The Aztech Personal Storage Dongle (PSD500) was designed with a specific purpose - it turns your USB hard drive or flash drive into a personal cloud server.
It looks like a giant flash drive, with an Ethernet port that connects to your home router for Internet connectivity.
At the other end is a USB 2.0 port for the USB storage drive. A microUSB port at the side of the dongle is used to power the device.
Once everything is hooked up, there is a fair amount of cable clutter. But the upside is that the dongle is highly portable because of its small size.
Because the dongle is attached to your router and your USB storage drive, you are able to access the storage drive on your home network. More importantly, you can also access the storage drive outside your home via the Internet.

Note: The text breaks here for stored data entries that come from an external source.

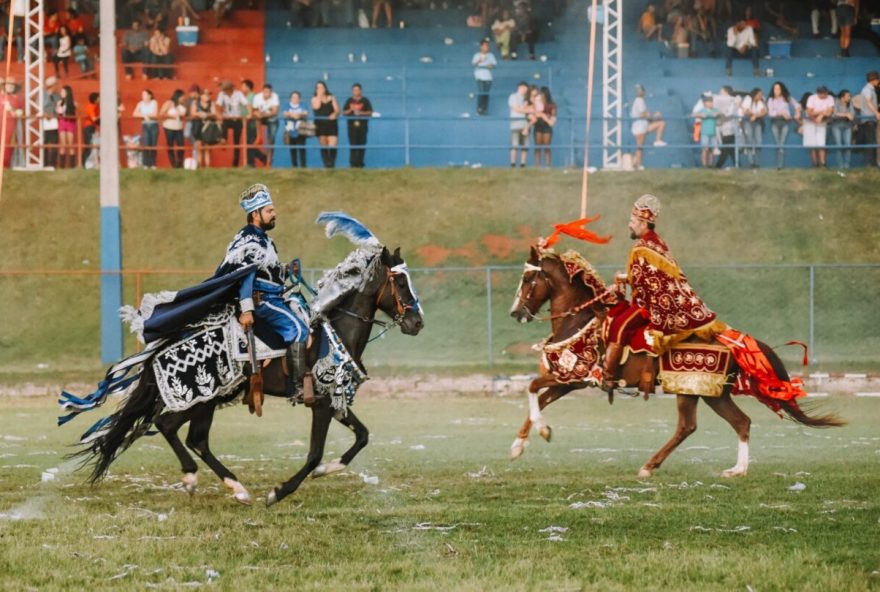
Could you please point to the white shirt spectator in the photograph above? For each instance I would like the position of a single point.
(819, 105)
(727, 106)
(779, 107)
(868, 105)
(147, 110)
(741, 39)
(637, 113)
(749, 107)
(481, 63)
(263, 106)
(518, 120)
(233, 105)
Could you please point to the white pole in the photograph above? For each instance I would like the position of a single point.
(111, 243)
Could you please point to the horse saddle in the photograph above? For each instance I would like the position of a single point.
(691, 367)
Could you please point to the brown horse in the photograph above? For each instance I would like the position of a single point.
(574, 304)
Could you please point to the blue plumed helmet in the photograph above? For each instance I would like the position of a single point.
(255, 197)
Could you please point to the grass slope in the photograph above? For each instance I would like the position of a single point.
(450, 512)
(443, 217)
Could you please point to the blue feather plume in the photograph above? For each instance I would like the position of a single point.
(353, 230)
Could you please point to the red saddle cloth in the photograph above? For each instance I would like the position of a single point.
(757, 376)
(575, 359)
(695, 369)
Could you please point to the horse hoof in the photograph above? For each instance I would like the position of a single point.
(190, 481)
(545, 432)
(334, 466)
(239, 493)
(517, 448)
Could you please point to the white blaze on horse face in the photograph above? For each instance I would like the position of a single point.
(417, 305)
(517, 299)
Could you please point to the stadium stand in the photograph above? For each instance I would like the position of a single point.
(420, 81)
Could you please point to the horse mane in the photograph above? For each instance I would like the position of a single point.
(351, 275)
(575, 265)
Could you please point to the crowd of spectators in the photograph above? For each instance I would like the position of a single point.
(736, 29)
(727, 120)
(199, 122)
(67, 37)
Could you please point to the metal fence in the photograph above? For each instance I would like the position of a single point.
(51, 319)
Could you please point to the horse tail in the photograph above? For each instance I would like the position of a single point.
(114, 434)
(808, 414)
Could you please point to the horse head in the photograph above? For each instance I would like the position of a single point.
(396, 295)
(545, 277)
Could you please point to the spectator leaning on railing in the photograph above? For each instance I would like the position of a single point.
(265, 107)
(820, 106)
(483, 62)
(91, 121)
(66, 109)
(230, 105)
(741, 42)
(134, 47)
(358, 109)
(173, 114)
(160, 53)
(842, 121)
(868, 116)
(782, 109)
(148, 110)
(251, 126)
(50, 122)
(707, 115)
(753, 110)
(643, 123)
(294, 115)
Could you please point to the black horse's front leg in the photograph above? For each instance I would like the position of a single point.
(322, 413)
(361, 439)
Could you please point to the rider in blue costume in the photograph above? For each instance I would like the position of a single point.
(261, 292)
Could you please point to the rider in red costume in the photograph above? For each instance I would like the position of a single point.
(664, 309)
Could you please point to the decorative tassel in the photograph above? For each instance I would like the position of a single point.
(576, 229)
(803, 345)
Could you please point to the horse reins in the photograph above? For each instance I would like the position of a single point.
(399, 306)
(539, 269)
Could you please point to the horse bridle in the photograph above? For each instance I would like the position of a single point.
(539, 269)
(400, 307)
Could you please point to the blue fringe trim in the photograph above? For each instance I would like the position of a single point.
(352, 229)
(109, 386)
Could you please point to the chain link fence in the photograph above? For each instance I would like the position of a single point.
(52, 319)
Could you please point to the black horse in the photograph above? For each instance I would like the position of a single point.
(388, 289)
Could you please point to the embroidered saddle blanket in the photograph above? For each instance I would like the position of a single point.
(209, 363)
(695, 369)
(577, 358)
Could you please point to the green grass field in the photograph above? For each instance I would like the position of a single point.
(450, 512)
(450, 217)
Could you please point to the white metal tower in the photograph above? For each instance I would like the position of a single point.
(34, 76)
(612, 84)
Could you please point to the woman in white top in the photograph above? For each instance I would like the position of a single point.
(148, 110)
(781, 109)
(643, 123)
(820, 108)
(173, 116)
(65, 49)
(753, 109)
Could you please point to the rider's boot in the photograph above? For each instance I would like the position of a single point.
(299, 375)
(613, 353)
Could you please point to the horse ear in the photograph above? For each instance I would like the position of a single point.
(534, 257)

In other words, the Aztech dongle has created a personal cloud server.
INTERFACES: 10/100 Ethernet port, USB 2.0, micro-USB
VALUE FOR MONEY: 3/5
Or, as I would call it, a budget network-attached storage (NAS).

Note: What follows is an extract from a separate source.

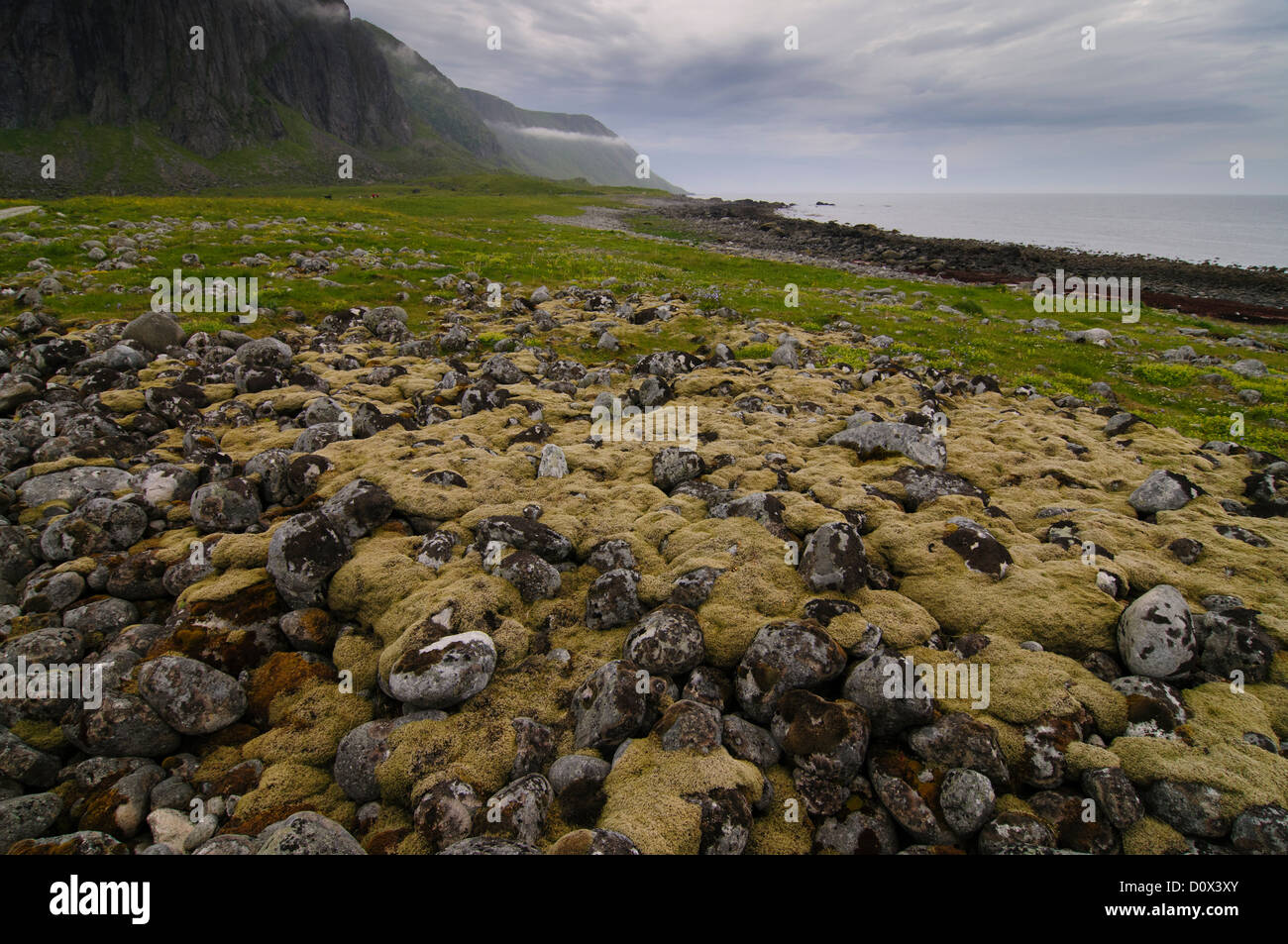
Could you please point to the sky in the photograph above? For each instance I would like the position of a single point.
(1005, 90)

However, the dongle comes with a few caveats. Firstly, it seems to work only with mobile devices via the Aztech Storage app (available for iOS and Android). On a PC, I was unable to detect the USB storage drive that was connected to the dongle on my home network.

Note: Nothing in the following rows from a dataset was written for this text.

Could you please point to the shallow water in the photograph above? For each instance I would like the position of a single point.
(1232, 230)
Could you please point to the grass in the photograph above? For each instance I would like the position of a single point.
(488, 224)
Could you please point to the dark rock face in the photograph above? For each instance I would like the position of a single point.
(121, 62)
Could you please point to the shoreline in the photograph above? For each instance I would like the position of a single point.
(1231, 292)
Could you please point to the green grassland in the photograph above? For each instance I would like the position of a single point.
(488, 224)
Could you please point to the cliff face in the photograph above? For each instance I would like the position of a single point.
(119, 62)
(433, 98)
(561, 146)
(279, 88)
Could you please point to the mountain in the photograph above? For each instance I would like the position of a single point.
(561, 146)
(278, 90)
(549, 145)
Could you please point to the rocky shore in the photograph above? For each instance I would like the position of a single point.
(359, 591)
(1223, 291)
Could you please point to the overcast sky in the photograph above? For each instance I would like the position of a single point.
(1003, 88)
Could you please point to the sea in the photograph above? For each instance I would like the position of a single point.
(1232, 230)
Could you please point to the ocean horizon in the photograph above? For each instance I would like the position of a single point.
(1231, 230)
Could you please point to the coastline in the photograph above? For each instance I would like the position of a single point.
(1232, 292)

Aztech says up to eight users can connect to the dongle at the same time with their mobile device, though I did not test it.
The dongle has no built-in storage or even a microSD card slot, which means you will need a USB storage drive (up to 2TB storage capacity). There is also no Wi-Fi support.
On the other hand, setting up the dongle with the Aztech app is simple - scan a QR code and enter a default password.
Once this is done, you can execute basic file commands, such as move, copy and rename. You can also upload or download files from your mobile device.
Streaming videos to my mobile device was smooth. But if the video is incompatible with your mobile device's video app, the dongle is unable to transcode the video to a compatible format, unlike most NAS devices.
For those with certain Aztech home IP cameras, the PSD500 makes sense. Once you set it up, the camera can upload its recordings to the dongle's attached USB storage drive instead of the camera's microSD card. This is useful because the dongle allows for larger storage capacity, compared with a microSD card.
Personally, I feel a proper NAS makes more sense than this dongle. While an NAS takes up more physical space, it supports larger hard drives, works with all devices and has more features.
They are not much more expensive, too. For instance, the Synology DS216j costs $250 without any drives, compared with $99 for the Aztech dongle.
•While the Aztech dongle has its uses, especially for those with an Aztech home camera, its limitations make it less than ideal for general users.